In giving effect to the intention of the legislature, provisions of a statute should be read in light of the statute as a whole and in conformity with its dominating general purpose. (Balmes v. Hiab-Foco, A.B. (1982), 105 Ill. App. 3d 572, 434 N.E.2d 482.) The purpose of the statute in the present case is to correct abuses by landlords who withhold security deposits of former tenants without any basis. (Cross v. Mayer (1979), 73 Ill. App. 3d 726, 392 N.E.2d 797.) In a session discussing passage of this bill, a legislator sponsoring the bill stated it was acceptable if the landlord does the work as long as the tenant is provided with an itemized bill. The legislator stated that there must be some evidence that the money is dispersed in a manner consistent with the claimed damage to the apartment.

Plaintiff relies on Mallah v. Barkauskas (1985), 130 Ill. App. 3d 815, 474 N.E.2d 886, in support of his argument that the clear language of the statute requires both an itemized statement and paid receipts. Such reliance is misplaced, however, because in Mallah, the issue facing the court was whether the defendant had substantially complied with the statute in the situation where the required docu*1051ments reflecting cost were provided to the tenant three days after the period allowed by statute. The court was not presented with the issue before us of what documentation is actually required when the landlord is responsible for making the repairs.

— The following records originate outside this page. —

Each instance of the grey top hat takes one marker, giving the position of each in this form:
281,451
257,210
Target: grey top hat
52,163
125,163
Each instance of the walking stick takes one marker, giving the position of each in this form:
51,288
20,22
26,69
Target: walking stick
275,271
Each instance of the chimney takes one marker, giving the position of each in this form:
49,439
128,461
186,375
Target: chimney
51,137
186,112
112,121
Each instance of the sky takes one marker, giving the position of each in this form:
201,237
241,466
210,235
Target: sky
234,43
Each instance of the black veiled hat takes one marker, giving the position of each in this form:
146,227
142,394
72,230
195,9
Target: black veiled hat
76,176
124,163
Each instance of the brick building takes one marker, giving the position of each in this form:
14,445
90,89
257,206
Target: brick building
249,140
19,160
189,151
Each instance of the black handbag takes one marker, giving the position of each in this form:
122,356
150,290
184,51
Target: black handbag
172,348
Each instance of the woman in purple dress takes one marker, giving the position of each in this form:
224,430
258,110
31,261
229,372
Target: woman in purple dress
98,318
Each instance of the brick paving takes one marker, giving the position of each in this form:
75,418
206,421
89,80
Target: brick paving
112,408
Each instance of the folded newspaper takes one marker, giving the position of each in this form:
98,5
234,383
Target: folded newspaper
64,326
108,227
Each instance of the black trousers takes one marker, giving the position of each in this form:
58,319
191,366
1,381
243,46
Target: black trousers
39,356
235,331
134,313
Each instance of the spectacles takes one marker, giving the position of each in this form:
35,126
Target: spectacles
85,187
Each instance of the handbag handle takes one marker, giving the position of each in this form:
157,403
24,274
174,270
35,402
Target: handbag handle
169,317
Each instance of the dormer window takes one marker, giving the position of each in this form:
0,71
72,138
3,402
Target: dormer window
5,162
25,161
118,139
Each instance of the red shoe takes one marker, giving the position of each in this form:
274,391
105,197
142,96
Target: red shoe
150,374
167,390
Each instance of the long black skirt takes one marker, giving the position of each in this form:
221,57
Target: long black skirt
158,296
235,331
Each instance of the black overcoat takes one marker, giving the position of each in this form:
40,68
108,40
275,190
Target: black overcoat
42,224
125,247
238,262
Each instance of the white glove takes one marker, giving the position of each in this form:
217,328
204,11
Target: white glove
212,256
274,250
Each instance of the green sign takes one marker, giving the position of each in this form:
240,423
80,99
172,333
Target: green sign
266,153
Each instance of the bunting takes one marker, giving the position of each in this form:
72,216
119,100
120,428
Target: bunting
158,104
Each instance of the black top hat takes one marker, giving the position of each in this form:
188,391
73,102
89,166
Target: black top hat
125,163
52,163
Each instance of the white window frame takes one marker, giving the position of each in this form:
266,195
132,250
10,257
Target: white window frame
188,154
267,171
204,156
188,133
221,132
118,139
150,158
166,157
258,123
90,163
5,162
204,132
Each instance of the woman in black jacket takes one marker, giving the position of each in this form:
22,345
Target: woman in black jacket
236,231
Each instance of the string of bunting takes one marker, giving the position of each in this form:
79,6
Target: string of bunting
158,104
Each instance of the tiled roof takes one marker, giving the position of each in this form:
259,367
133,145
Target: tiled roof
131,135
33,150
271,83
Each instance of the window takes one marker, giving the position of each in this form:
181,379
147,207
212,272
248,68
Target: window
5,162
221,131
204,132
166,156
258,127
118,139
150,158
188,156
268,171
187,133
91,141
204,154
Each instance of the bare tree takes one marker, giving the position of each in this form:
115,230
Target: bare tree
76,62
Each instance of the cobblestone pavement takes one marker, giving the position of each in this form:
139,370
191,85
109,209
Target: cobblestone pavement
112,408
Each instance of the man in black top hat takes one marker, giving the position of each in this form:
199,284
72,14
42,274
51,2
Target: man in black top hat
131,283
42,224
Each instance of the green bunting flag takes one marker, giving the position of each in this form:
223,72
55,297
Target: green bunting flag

Under the circumstances of this case we find that defendant complied with the statute. Defendant, having done the cleaning work itself, cannot be expected to provide plaintiff with paid receipts for the work performed, since no such receipts exist. We do not believe that the statute requires defendant to prepare such receipts simply for the purpose of providing the tenant with paid receipts.

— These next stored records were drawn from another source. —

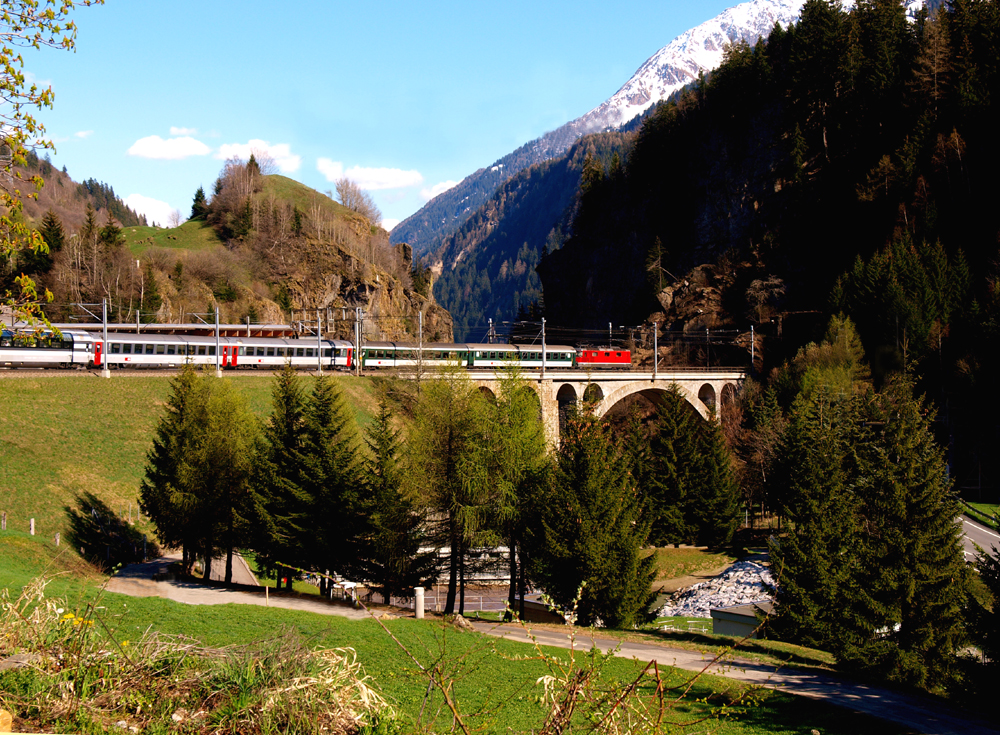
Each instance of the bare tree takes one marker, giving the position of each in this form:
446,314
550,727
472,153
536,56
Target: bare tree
357,199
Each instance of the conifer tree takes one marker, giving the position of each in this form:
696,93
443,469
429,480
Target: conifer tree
714,509
287,503
176,435
669,485
390,551
199,207
593,529
330,479
52,231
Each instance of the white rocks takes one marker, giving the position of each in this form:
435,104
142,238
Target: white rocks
742,583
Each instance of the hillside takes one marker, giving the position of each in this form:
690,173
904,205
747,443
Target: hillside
669,70
55,448
487,267
844,165
264,247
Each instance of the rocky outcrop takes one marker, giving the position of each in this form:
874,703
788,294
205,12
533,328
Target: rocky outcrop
742,583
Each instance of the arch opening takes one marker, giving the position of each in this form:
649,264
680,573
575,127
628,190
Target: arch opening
706,394
566,398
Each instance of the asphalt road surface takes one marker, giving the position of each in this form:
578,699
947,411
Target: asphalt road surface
976,533
923,715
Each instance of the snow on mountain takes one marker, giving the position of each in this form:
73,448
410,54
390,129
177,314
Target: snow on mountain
680,62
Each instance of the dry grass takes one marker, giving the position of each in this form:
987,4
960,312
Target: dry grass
71,674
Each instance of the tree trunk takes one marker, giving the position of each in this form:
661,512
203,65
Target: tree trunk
512,570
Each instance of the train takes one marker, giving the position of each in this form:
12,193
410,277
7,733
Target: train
76,348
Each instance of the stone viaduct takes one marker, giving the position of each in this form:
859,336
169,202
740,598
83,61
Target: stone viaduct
705,390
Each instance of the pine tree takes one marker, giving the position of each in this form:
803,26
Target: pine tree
593,529
176,435
52,231
286,503
713,509
199,207
905,621
390,552
812,562
330,478
669,488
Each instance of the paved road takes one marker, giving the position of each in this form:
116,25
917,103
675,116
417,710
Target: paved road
920,714
137,580
977,533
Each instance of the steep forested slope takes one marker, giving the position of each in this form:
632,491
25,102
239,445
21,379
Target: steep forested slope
845,164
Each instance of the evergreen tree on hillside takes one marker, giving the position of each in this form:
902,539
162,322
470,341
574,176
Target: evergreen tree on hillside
669,486
176,435
390,551
199,207
330,478
593,529
714,509
904,620
287,504
52,231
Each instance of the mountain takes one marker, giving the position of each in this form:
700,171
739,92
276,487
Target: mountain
673,67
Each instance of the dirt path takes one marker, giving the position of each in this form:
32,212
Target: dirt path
922,714
137,580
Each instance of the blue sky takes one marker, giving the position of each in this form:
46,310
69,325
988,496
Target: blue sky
402,97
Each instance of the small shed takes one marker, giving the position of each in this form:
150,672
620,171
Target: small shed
739,621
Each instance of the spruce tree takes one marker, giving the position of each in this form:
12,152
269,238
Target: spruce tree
593,530
199,207
390,555
713,510
174,440
330,479
287,504
669,483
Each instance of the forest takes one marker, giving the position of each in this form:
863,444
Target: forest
844,165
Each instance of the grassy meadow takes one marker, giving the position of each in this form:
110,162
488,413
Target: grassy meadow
64,435
496,683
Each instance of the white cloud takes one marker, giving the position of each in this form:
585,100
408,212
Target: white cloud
369,178
156,212
153,146
281,153
433,191
332,170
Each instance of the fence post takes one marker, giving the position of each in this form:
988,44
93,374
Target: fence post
418,605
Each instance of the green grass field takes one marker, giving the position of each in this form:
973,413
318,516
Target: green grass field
191,235
495,682
64,435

The deposition testimony of the general manager of the apartment complex indicates that certain janitors were paid for the work performed in plaintiff’s apartment and the charges were calculated based on the hourly rate of these workers times the estimated length of time it would take to accomplish these tasks. We do not agree with plaintiff that the testimony of the general manager established that the charges made against plaintiff’s security deposit were not related to the cleaning of plaintiff’s apartment. Plaintiff correctly contends that the statute contemplates that charges will be based on work which is actually performed. We believe that the charges against plaintiff were related to the work actually performed in his apartment. In our estimation, defendant did all that was required to comply with the statute.

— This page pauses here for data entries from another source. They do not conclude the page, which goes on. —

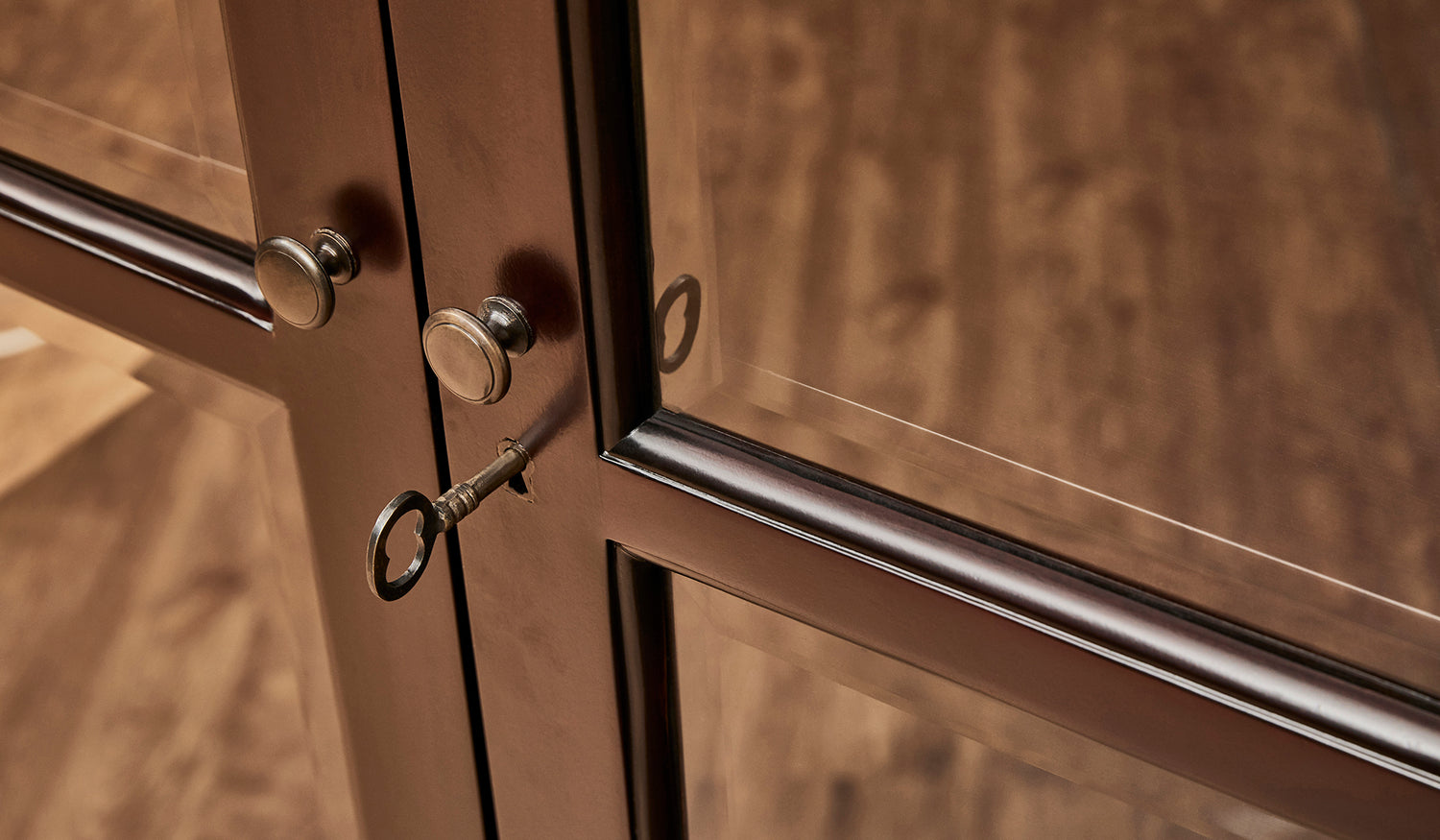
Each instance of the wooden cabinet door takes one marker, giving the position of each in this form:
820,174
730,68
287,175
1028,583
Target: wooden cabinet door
112,213
921,525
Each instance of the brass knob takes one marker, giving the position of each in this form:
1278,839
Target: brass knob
469,353
299,282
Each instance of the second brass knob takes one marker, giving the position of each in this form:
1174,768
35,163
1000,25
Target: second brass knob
469,351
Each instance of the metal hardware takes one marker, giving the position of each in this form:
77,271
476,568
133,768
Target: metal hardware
299,282
435,519
469,353
688,287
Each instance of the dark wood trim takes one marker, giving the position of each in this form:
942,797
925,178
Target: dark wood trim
607,140
1292,738
1351,709
314,92
648,699
201,270
132,296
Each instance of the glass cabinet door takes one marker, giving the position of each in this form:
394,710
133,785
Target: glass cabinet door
132,98
1011,412
1152,287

Plaintiff also argues that the record is replete with evidence that defendant did not produce paid receipts for work performed by outside contractors and that this evidence calls in to question defendant’s claim that paid receipts were not provided to plaintiff simply because such receipts did not exist. Neither the trial court nor this court need consider evidence of other instances where defendant did not provide paid receipts. Such evidence is not relevant to the first issue we must decide, whether defendant violated the statute by not providing plaintiff with paid receipts. No class has been certified in the present case and we agree with the trial court that defendant complied with the statute in terms of plaintiff’s personal cause. In Illinois, if the named plaintiff’s personal cause fails, the entire class action must fail. Perlman v. Time, Inc. (1985), 133 Ill. App. 3d 348, 478 N.E.2d 1132; Perlman v. First National Bank (1973), 15 Ill. App. 3d 784, 305 N.E.2d 236, appeal dismissed (1975), 60 Ill. 2d 529, 331 N.E.2d 65.

The record before us presents no genuine issue of material fact, and we hold that the trial court properly found, as a matter of law, that defendant was entitled to judgment. For these reasons, the *1052judgment of the circuit court of Cook County granting summary judgment in favor of defendant is affirmed.

Judgment affirmed.

WHITE, P.J., and FREEMAN, J., concur.